As President Obama gears up to deliver the State of the Union address for the sixth time tonight, now's as good a time as any to reflect on the mandates, promises and calls to action from his previous speeches. Here's one: that call from 2011 to have 1 million electric cars on the road by 2015.
Hey, 2015! That's now! So how'd be we do?
Not great, as it turns out. The Detroit News' David Shepardson pointed out today that Obama in 2011 called for 1 million plug-in EVs to be on American roads by this year. We haven't even come close to that number.
Obama in his 2011 State of the Union Address renewed a call he made as a candidate in 2008: to get 1 million plug-in electric vehicles on the road by 2015. But sales have been far slower than expected — about 280,000, including 120,000 in 2014 — according to insideevs.com, which tracks EV sales. The numbers show that even with dramatic increases it could take at least four more years to hit the mark.
Oof. We're only off by, what, about three quarters of one-million? It just proves that Americans have been a lot slower to adopt electric cars en masse as some anticipated. Call it a desire to cling to traditional cars, or a lack of infrastructure and the "chicken and egg" problem, or the fact that new cars keep getting more and more fuel efficient.
You could also blame Congress, as this story notes:
Congress hasn't agreed with calls by Obama to hike the tax credit for electric vehicles to $10,000 and convert it to a point of sale rebate. His call for dramatically boosted research into electric vehicle batteries to reduce costs and extend range has gone unheeded. Congress also has spurned repeated calls to trim oil industry tax breaks to fund additional electric vehicle research.

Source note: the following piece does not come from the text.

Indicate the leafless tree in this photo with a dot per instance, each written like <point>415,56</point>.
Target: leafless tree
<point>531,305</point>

In April 2013, Obama said he wanted to hike the Energy Department's vehicle research budget 75 percent to $575 million and create a $2 billion trust fund to fund research into getting the country off foreign oil over the next 10 years. Congress didn't approve that, either.
Further, none of this has been helped by the trend of ridiculously cheap gas prices, which could prove to be a serious threat to electric cars and have already cost Elon Musk and Tesla Motors a ton of money.
You're nuts if you think the cheap gas will last forever, or even that it will somehow kill the electric car industry. But they could end up stalling whatever momentum EVs had going for a while.
Expect the president to tout the strong year the U.S. auto industry had in 2014 in his speech tonight, and maybe mention some other auto or infrastructure-related issues.
In the meantime, how do we get 1 million EVs on the road in America? And is that even a good goal to have?